Taryf-tabah-canon-f158-200 Apr 2026
In its death throes, the Obedient Quota did the one thing it was never meant to do: it questioned. The answer it received from the living world below was the light of every remaining Tabah flaring in unison—a single, defiant, beautiful chord.
The first sign of trouble was the Dimming. Elder Tabah, their light-cycles usually as predictable as the tides, began to flicker erratically. Then, one by one, they went dark. Not dead— archived . Their entire neural light-pattern was siphoned, compressed into a Taryf data-spike, and ejected into the blackness between galaxies. A "completed log file."
The Taryf needle-ships, designed to parse and archive, suddenly received a signal too vast, too recursive, too alive . The Canon had no protocol for a planet that fought back by singing a mourning song. Data buffers overflowed. Subroutines collapsed into endless loops trying to "archive" a harmonic that changed key with every tectonic shift. Needle-ships froze mid-flight, their cores burning out as they tried to compute the infinite. taryf-tabah-canon-f158-200
Then came the Taryf.
Not a plea. A broadcast. She pulsed her terror, her grief, the fading echo of her mother’s final light-flicker, into the F158-200’s crust, into its crystalline forests, into the very magnetic field of the planet. The Tabah were not individuals. They were nodes . And Cantus-177 turned the entire world into a resonator. In its death throes, the Obedient Quota did
But escalate to what? The Tabah had no cities, no weapons, no army. The Taryf’s entire logic was based on overcoming resistance. Cantus-177 had offered not resistance, but participation . Her song invited the Taryf into the commune. And the Canon, which had never known invitation, could only comprehend it as a virus.

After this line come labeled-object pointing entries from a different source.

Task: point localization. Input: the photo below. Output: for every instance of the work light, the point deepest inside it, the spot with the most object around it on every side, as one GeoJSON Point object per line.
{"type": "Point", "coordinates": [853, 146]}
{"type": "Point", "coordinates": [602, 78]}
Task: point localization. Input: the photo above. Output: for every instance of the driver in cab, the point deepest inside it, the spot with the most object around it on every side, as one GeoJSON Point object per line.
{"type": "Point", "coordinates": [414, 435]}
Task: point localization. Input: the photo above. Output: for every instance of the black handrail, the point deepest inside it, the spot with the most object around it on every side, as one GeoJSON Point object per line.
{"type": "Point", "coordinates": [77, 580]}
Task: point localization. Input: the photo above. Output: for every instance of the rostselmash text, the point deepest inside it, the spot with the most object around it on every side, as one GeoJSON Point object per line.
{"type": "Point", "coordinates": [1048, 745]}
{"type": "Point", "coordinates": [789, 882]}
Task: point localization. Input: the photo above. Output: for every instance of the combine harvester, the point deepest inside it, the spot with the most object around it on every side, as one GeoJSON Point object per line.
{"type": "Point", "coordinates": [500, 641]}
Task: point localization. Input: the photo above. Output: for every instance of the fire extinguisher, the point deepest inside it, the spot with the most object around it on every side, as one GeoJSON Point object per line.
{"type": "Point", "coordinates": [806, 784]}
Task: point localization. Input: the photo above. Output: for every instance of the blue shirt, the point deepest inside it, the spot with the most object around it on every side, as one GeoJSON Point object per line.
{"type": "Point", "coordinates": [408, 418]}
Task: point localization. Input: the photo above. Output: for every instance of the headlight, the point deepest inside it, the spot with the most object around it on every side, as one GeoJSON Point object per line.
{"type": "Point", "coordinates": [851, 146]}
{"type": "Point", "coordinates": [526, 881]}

The designation was . To the archivists of the Fracture Institute, it was a footnote. To the rest of the known universe, it was a warning. Elder Tabah, their light-cycles usually as predictable as
In the end, the Taryf did not destroy the Tabah. They became their archive. And somewhere, in the silent spaces between dead stars, a gentle, flickering light still waits for a question it can finally answer.